Entro aquí en el problema de la educación. A las élites
colombianas no les interesa mejorar de verdad, de raíz, los derechos laborales
ni, por supuesto, la formación académica del país. Cierto es que hay un sinfín
de universidades, pero cada vez más privadas y con unos costes prohibitivos no
sólo para el colombiano de a pie, sino también para muchos europeos o
estadounidenses. Muchas son las necesidades sociales de Colombia, pero la
inversión en una educación pública y de calidad desde la base hasta la
universidad es una de las primordiales. Que cualquier niño colombiano tenga la
oportunidad de estudiar a un coste asequible.
Lógicamente el trabajo ha de venir de abajo hacia arriba
y al revés. Pero aquí, Robinson también señala un problema y, de nuevo, lo
ejemplifica hablando de las ANUC (Asociación Nacional de Usuarios Campesinos). Destaca este autor que dicha organización
fracasó en su intento de interactuar con el estado. Es más, observó que “colapsó
en una orgía de desilusión y de líderes asesinados”. Esto es algo común por
aquellos lares, es decir, todo aquello que suene a organización sindical o
derecho de los trabajadores es tildado de comunista y de guerrillero, con lo
que no es infrecuente que desemboque en muertes y asesinatos de los líderes
obreros o agrícolas. En las ciudades no tanto, pero en el mundo rural sí se da.

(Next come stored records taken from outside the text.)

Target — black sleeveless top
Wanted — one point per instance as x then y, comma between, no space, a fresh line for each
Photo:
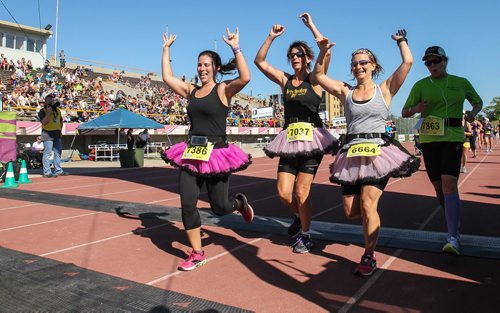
301,103
207,115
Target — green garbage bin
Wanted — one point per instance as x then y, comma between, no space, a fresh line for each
139,157
126,157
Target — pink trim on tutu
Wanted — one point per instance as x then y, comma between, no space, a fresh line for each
222,162
391,162
323,142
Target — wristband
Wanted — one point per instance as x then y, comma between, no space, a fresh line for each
400,40
236,50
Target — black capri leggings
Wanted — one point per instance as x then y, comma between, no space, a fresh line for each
218,196
472,140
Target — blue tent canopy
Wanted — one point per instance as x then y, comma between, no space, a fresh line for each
120,118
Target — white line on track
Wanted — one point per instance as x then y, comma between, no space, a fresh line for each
50,221
100,240
371,281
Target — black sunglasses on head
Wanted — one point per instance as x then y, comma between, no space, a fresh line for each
299,54
435,61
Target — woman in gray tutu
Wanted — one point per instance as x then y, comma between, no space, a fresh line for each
369,157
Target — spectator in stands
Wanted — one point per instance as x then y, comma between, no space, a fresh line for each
390,129
2,85
300,156
207,110
51,118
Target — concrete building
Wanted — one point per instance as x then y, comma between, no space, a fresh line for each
21,41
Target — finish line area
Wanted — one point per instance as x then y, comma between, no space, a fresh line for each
110,239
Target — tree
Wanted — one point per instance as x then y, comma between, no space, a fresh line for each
493,110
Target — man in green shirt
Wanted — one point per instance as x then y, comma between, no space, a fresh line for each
439,98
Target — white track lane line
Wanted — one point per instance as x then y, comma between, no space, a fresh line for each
371,281
50,221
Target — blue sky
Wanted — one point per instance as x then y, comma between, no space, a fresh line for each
129,33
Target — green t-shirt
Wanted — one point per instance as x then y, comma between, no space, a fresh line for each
445,97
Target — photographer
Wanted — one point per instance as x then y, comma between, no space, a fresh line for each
51,119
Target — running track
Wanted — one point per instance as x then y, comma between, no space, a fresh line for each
111,241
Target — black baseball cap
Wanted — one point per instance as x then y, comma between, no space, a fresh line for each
435,51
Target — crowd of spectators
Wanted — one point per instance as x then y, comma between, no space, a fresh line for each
83,96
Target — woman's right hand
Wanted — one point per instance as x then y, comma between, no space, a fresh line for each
324,44
168,40
276,30
306,19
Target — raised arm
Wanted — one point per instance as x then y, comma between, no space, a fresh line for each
177,85
276,75
392,84
234,86
308,21
334,87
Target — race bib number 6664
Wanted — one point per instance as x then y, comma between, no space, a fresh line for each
363,149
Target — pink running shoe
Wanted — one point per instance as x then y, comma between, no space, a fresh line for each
193,261
245,209
367,266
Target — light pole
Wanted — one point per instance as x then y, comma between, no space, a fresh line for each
55,37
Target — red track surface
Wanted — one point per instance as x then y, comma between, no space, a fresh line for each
258,271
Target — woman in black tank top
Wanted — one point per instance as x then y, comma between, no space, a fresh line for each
207,158
300,155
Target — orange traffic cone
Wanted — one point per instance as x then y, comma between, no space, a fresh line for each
10,180
23,174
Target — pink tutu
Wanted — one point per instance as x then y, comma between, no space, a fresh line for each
393,161
323,142
222,162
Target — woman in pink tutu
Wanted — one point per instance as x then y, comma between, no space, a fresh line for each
368,158
207,158
303,141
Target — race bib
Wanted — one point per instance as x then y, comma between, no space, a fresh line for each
432,126
299,131
200,153
363,149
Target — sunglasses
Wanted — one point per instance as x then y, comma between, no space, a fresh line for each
360,62
299,54
435,61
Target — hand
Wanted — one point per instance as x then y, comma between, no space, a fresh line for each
401,33
324,44
307,19
168,40
277,30
469,117
232,38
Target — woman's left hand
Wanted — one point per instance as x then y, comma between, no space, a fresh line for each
232,38
401,33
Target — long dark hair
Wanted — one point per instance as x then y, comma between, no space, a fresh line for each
225,69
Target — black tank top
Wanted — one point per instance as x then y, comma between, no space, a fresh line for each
207,115
301,103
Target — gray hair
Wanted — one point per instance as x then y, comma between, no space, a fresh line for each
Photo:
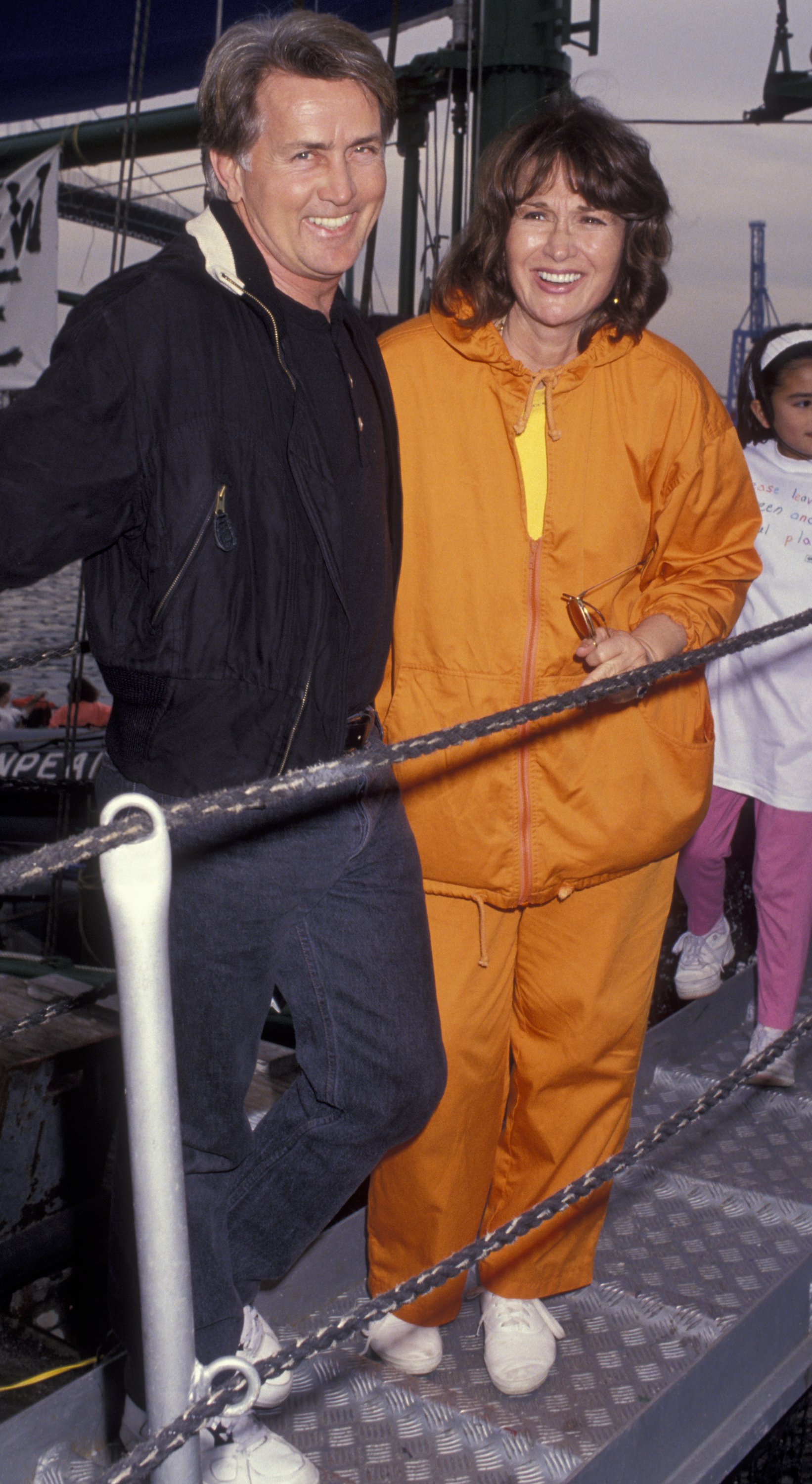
302,42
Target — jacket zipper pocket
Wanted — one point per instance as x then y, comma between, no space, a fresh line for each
294,729
223,529
229,535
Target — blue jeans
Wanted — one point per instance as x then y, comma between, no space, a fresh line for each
327,909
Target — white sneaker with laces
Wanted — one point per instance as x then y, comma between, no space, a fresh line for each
242,1450
259,1342
233,1450
781,1073
703,958
520,1342
413,1348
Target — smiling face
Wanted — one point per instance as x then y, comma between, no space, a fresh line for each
315,182
563,260
792,412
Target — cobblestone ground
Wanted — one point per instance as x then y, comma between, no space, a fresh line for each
44,618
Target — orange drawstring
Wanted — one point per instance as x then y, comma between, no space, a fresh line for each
554,432
485,959
535,383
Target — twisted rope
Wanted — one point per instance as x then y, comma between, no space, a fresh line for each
27,661
146,1458
296,790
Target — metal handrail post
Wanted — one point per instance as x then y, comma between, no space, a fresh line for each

Me gustaría destacar un último tema que también aparece
de forma velada en las columnas de este autor: la centralización del país. Me
atrevo a dar un paso más y señalar la centralización no sólo nacional, sino
departamental. Siempre afirmé que Colombia son dos, Bogotá y el resto. Lo sigo
manteniendo, aunque se puede matizar afirmando que existe un mundo en las
capitales de los departamentos y otro en el resto de las ciudades. Es importante
conseguir un desarrollo económico que permita sacar a las clases pobres
agrícolas de sus tierras mal aprovechadas y llevarlos a un despegue industrial
que se mantenga en el tiempo. Obviamente siempre y cuando vaya acompañado de un
avance en los derechos sociales. Los poderosos quieren seguir manteniendo en un
perfil bajo a la sociedad, puesto que dando migajas podrán continuar con sus
privilegios. Al pueblo lo que es del pueblo y a Dios lo que es de Dios.

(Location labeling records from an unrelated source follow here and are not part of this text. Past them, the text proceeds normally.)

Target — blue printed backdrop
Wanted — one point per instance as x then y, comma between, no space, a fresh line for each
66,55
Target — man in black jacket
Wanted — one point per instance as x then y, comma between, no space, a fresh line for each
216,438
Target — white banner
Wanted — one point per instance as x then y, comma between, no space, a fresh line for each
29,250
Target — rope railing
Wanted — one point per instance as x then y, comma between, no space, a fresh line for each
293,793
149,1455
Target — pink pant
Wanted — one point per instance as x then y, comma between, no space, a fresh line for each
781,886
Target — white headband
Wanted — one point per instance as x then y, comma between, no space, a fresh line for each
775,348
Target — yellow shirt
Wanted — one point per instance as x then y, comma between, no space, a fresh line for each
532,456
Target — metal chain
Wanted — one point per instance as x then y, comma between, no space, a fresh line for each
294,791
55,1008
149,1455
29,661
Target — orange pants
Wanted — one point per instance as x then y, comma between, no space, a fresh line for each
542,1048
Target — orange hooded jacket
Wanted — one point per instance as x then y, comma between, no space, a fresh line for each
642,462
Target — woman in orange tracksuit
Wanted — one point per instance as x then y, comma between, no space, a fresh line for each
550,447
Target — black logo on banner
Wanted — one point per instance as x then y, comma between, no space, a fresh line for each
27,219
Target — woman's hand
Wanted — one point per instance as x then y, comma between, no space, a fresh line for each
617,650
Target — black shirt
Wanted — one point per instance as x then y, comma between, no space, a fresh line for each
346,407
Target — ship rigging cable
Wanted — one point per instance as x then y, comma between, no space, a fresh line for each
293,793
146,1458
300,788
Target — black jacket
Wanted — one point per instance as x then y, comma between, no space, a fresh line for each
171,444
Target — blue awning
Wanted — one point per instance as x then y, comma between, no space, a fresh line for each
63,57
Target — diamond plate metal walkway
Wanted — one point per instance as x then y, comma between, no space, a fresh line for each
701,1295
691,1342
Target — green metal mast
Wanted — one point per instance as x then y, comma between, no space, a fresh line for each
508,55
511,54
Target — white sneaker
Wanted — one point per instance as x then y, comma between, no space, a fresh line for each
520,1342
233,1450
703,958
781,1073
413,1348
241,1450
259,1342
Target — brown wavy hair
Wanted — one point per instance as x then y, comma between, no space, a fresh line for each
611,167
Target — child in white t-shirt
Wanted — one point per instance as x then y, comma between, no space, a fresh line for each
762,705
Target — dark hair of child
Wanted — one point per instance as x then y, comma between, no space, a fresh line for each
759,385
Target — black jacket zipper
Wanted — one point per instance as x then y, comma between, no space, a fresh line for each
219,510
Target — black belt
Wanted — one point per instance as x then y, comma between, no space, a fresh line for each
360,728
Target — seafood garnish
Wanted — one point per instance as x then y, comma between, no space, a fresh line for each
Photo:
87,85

Para tener una casa estable hay que tener unos cimientos
fuertes. Robinson y yo compartimos la misma opinión: desgraciadamente, el
Estado colombiano sigue sin ser fuerte, no es efectivo y presenta una debilidad
estatal. Muchos gobernadores e incluso alcaldes son meros señores feudales en
sus dominios. Esto no choca con la necesidad de descentralización, puesto que
ambas cosas son perfectamente compatibles.
¿Cómo se puede solucionar en gran medida todo esto que
expongo? Con educación, educación y educación.